Мужики разошлись, попрощавшись: – Завтра с утра пораньше явимся, все сделаем как полагается. Не беспокойся, Димитрий.
– Поминки будут у Маруськи, она договорилась со знакомой поварихой, Людкой, все приготовят как следует, – планировал дядя, – а завтра ребята подойдут, отца оденут и в гроб положат, пойду машину в гараж поставлю, – и он захромал к выходу, Вова за ним следом: – Я с тобой, помогу, уж в машинах я разбираюсь.
Оставшись наедине с отцом, Николай надел на его ледяные ноги новые носки. Подошел к изголовью. Пьяненькая улыбочка сошла с его лица, оно стало спокойным и умиротворенным.
Отец часто мечтал в последнее время о том дне, когда он купит ящик водки, выпьет ее всю, и уйдет из этой проклятой жизни. Хватило и одной бутылки.
Он смотрел на отца, словно запоминая на всю жизнь. Не прошло и месяца, как он видел его живого, разговаривал с ним.
Вернулись Вова с дядей Митей, приоткрыли створки окна пошире. – Ну, теперь пошли. Маруська уже заждалась нас.
– Она совсем плохая стала, через квартал все останавливалась, и валидол глотала, задыхалась.
– Ничего, она майор, орден Ленина имеет, такие выносливые, просто так не сдаются, поняли дядю?
Ночевали братья так же, возле печки: старший на диване, младший на полу. Непривычно, тут еще и дядька с женой бубнят, никак не угомонятся на своей кровати. Оно и понятно, похороны дело нелегкое, надо все заранее обговорить.
Наутро дядя Митя с племянниками пришли к себе, поглядывая на отца, лежащего на столе под образами.
Вот он, момент истины, налицо. Только дядя приготовил пиджак, рубашку, штаны с ботинками, как пришел Слава Юматов, с ним Валерка и Ленька Маркины.
Подошли к отцу на столе, оглядели.
– Ну што, Николай Дмитрич, пора одеваться да в колыбель укладываться, – грубовато, в алатырском духе пошутил Юматов, взял одежду. – Давай-ка ребятки, берите его под микитки, – затоптались они возле отца, по комнате распространился острый, тошнотворный трупный запах, Николай даже отшатнулся к кухне, а Вова убежал на лестницу, нечем дышать, дядя Митя стоически покашливал неподалеку, мало ли что пригодится может.

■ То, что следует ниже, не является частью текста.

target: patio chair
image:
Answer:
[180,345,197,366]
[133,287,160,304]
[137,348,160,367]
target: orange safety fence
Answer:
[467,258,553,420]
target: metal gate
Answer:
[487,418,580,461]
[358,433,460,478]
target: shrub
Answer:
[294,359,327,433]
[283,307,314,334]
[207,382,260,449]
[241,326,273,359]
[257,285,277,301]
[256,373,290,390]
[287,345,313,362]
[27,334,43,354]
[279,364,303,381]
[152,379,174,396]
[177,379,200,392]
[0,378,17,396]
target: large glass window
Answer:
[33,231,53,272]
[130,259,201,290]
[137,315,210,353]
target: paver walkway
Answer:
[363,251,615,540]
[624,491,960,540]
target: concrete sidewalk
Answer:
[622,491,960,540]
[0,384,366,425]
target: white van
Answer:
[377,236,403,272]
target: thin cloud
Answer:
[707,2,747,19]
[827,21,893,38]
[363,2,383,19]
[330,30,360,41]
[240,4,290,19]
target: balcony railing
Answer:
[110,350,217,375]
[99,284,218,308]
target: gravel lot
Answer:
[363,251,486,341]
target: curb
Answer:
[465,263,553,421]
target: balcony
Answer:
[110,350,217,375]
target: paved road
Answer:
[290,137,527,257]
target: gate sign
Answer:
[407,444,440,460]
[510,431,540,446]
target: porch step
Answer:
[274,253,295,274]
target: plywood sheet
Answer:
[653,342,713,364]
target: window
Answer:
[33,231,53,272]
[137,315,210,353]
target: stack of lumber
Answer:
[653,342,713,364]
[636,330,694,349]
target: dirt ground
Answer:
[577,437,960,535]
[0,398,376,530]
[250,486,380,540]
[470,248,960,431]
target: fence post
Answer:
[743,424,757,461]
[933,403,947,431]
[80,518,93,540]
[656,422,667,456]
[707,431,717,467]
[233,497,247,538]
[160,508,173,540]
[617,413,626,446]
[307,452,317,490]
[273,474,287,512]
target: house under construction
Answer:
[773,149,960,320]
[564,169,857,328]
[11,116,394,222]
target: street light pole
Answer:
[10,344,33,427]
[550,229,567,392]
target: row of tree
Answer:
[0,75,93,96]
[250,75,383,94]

– Ничево, дело привычное, – подбадривал Юматов своих помощников, те терпели, деваться некуда: взялся за гуж, не говори, что не дюж. Худо-бедно, но одели быстро.
Николай поднес гроб к столу, и вскоре отец лежал в нем, скрестив на груди руки: в рубашке с пиджаком, в штанах с ботинками, все как полагается.
Дядя Митя раскрыл окна пошире, вынес литр водки.
– Спасибо ребята, без вас мы бы не справились.
– О чем разговор, чай Николай нам не чужой, только он закоченел на столе-то, еле одели. Покойника надо сразу одевать и в гроб класть, как положено.
– Так праздник, пока столяра нашли, гроб сделали, – развел руками дядя Митя, – завтра приходите помочь, учтем, сочтемся.
Только за ними закрылась дверь, вошел Венка Пигусов с венками в руках: – Вот, Димитрий, сделали как договаривались. Два венка с лентами, от родных один, и от друзей.
– Положи на кровать, венки что надо, и ленты, молодец, – дядя был доволен, сунул Венке деньги. Тот принял их, пересчитал. Дружба дружбой, а работа должна быть оплачена. Постоял возле гроба, посмотрел на покойника. Вздохнул.
– Эх Николай, еще недавно выпивали с ним, он радовался, говорит, скоро с Митей в Москву поедем, к сыну. Вскрытие-то не делали? В Алатыре нет сейчас патологоанатома.
– А зачем, доктор освидетельствовал, написал заключение, и так все ясно, – рассердился дядя Митя, еле сдерживаясь. – В Шумерлю надо ехать для этого, машину заказывать, там пару дней, назад везти, а хоронить когда?
– Да ладно, Димитрий, не кипятись. Это я так, вон вижу, ссадина на темени, лицо побито, переносица. Неспроста это все.
Николай с Володей переглянулись, а ведь дело говорит Венка, да и дядька перепугался, с чего бы это?
– Ну ладно, Вениамин, приходи завтра помогать, нам идти надо, дела, – выпроводил его за дверь хмурый дядя Митя. – Вот балабол, язык без костей, стоит, мелет им как помелом.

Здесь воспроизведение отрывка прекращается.